It was Cabinet last night, and a chance to consider the responses to Labour's draft Budget proposals for 2010/11.
As you may have seen in the Echo, there was a demonstration outside organised by the Trade Unions unhappy with some of the suggested savings around overtime, Bank Holiday/Sunday working and essential car users allowance. On behalf of the Cabinet, Bill Dixon (who chaired the meeting in John's absense) and Resources and Efficiency Portfolio holder Chris McEwan went down to listen to what employees had to say, and respond to their criticisms. That accorded the protestors (who also spoke at the meeting) the proper respect.
At the meeting itself, representatives from the Darlington Story Sack and Toy Library organisation and the Early Years Inclusion Service thanked the Cabinet and councillors generally for the changes made - in the case of Story Sack, £60,000 of funding has been guaranteed to allow them to look for more money, whilst there will be further discussions outside of the budget proposals on the Early Years Inclusion Service.
At this point, I have to respond to my blogging LibDem colleague Mike Barker, who alleges that these were never true proposals in the first place - instead in a move that would have made Machiavelli himself blush, the Labour Cabinet threatened cuts in the knowledge they would be withdrawn. How heartless, says Mike.
And that's right. If there was a shred of truth in it. The idea that the Cabinet would cause needless worry by proposing false cuts is a monstrous charge and completely without foundation. I sat in during all the budget discussions, and no-one once suggested any such tactic - indeed if they did, I think they would be out of the Cabinet and the Labour Group pronto.
IMO, it says more about the LibDems, and the character of the administration they would lead, that Mike can even come up with such a suggestion. Value-free politics are, after all, the preserve of the Liberal Democrats.
That leads me into the freezing of the Council Tax this year. On that Mike came close to adopting a position, when he lauded the 3% increase set by North Yorkshire County Council. Certainly, some of the union members present criticized the Labour Cabinet, stating that a standstill budget took money away from the workforce.

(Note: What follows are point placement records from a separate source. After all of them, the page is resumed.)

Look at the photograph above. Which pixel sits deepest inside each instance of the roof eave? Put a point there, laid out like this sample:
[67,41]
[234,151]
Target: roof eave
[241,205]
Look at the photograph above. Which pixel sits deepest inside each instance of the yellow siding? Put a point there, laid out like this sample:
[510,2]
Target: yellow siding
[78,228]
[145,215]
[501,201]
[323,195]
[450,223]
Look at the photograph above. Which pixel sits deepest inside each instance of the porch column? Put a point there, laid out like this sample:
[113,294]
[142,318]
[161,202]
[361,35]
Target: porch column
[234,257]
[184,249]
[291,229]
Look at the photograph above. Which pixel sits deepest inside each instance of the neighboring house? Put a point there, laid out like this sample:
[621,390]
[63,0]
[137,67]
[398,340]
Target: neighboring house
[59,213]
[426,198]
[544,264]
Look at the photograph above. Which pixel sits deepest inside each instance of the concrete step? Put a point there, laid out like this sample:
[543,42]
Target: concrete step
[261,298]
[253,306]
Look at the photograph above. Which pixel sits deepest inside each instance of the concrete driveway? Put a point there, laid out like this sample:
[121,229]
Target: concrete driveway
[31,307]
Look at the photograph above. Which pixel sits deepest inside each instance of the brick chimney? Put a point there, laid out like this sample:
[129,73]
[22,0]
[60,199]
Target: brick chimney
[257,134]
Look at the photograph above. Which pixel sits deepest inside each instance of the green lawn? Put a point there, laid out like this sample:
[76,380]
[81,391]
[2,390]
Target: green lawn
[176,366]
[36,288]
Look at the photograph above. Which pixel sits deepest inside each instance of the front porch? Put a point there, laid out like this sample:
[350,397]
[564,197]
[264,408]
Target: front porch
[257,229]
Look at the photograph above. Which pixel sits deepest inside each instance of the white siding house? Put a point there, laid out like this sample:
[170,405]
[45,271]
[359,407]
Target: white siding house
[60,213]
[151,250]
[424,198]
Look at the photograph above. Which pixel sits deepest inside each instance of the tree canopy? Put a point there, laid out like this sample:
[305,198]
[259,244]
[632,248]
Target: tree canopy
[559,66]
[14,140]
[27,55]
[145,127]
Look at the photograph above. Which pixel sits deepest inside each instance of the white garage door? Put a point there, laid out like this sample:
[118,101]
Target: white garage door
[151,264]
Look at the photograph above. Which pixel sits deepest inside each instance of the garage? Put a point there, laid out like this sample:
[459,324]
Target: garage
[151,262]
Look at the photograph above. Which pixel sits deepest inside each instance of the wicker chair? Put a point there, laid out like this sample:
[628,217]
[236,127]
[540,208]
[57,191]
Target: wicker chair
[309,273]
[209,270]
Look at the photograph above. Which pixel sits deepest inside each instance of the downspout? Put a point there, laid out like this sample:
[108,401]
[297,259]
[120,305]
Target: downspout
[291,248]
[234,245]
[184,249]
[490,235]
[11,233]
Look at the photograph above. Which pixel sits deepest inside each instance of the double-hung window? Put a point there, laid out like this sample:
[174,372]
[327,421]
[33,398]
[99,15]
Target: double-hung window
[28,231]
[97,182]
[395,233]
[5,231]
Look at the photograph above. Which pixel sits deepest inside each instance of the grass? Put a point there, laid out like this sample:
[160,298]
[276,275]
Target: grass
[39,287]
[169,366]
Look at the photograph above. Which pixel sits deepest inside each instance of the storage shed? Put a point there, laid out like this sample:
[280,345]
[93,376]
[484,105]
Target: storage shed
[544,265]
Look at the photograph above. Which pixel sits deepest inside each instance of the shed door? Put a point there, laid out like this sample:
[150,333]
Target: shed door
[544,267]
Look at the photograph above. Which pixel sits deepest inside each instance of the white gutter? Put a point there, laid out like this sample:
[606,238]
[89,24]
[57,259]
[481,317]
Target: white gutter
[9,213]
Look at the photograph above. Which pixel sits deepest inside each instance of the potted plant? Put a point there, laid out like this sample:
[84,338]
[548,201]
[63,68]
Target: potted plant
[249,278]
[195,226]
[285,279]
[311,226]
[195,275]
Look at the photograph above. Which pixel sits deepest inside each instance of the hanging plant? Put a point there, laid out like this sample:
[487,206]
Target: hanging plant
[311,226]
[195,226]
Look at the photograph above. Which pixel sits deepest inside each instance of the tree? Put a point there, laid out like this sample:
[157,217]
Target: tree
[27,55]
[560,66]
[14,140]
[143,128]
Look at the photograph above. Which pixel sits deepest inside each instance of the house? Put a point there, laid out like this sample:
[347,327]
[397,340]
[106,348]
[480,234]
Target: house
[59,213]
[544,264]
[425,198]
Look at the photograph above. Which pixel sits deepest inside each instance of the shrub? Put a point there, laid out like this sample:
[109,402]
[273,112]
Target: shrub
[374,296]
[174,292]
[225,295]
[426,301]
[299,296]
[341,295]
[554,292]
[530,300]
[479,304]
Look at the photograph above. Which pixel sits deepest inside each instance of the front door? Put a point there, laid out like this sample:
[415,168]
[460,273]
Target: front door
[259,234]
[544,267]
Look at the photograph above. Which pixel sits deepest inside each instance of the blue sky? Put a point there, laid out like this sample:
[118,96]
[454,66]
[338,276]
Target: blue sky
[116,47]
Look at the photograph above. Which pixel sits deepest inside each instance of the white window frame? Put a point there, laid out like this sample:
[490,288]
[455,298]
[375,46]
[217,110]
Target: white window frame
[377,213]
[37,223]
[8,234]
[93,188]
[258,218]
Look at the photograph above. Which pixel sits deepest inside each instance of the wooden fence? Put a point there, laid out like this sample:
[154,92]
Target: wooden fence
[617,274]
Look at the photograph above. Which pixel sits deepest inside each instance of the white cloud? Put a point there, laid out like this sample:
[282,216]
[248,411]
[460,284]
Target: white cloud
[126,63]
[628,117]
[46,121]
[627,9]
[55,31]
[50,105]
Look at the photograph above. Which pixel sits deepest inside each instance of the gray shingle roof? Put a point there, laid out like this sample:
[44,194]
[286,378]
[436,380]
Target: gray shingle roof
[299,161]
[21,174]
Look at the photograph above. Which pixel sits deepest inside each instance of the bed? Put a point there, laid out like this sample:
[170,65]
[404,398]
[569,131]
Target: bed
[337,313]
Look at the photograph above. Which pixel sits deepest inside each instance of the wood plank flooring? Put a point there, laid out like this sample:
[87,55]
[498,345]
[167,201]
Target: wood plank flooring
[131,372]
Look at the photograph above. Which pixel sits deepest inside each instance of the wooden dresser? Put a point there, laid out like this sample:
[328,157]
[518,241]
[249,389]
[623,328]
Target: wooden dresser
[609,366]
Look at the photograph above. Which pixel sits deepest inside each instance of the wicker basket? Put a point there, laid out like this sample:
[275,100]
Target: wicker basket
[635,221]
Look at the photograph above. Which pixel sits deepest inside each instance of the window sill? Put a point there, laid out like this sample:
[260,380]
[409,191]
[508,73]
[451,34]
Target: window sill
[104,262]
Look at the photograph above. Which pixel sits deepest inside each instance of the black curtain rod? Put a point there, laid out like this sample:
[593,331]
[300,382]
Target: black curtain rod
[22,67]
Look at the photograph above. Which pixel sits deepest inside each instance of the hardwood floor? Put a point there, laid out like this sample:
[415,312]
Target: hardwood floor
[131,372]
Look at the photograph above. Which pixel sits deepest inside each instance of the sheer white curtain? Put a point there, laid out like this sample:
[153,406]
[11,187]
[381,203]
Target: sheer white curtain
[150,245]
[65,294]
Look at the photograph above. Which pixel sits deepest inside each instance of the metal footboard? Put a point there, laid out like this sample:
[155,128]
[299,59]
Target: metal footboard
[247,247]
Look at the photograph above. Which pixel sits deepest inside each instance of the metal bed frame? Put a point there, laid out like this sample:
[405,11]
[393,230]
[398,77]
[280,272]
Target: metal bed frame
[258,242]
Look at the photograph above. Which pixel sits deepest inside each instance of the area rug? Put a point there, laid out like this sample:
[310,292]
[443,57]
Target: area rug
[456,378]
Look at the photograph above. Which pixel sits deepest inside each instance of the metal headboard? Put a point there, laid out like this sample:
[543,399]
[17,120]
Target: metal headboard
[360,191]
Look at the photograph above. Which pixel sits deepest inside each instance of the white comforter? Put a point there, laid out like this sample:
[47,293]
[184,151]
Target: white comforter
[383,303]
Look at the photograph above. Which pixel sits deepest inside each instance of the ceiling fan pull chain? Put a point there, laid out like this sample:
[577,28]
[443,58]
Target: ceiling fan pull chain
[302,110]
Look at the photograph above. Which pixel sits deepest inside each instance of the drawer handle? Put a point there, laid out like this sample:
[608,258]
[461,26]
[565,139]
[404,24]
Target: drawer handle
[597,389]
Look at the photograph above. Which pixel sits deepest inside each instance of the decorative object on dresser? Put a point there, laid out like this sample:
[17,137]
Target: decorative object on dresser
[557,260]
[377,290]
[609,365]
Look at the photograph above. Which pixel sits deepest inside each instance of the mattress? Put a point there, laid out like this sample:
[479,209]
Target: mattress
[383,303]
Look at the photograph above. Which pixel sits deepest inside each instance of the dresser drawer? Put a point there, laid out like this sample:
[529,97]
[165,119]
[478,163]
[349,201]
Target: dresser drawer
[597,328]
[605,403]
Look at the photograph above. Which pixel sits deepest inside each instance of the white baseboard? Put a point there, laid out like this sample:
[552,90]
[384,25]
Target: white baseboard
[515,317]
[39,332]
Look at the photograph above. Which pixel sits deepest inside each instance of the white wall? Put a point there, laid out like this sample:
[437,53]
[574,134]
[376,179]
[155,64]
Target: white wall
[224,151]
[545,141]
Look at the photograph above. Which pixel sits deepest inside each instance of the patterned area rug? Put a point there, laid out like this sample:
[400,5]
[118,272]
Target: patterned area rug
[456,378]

Now Mike and the LibDems may have wanted to jack up the Council Tax by as much as they think they could have got away with this year, had they been in control (though you can bet they won't move an amendment to that effect on Thursday week). Labour has increased the Council Tax in previous years, when the circumstances dictated. As I said in my contribution, however, in a year when there is so much financial pain out there, it was incumbent on any responsible council to tax only where absolutely necessary, and not just to pile up balances to meet future problems ahead.
Away from the Town Hall bubble, many Darlington families have been hit by the Credit Crunch and the world-wide recession. Households where there might have been two wage earners now may have just one. Pay has been cut and hours reduced, especially in the private sector. People on fixed incomes, like pensioners, have seen their savings attract next-to-no interest whilst rates have been so low. A Council Tax freeze, was morally the right ambition in these circumstances for the town, and I'm proud to be part of a Cabinet that (subject to Council approval) has delivered it.
We project that in 2011/12, Council Tax will rise, but by just 1%. Darlington still has the lowest Council Tax in the North East, and this year is I think the only authority in the region standing by its residents in these difficult times by fixing a 0% increase. At the same time, we deliver first-class front-line services. That is just as it should be.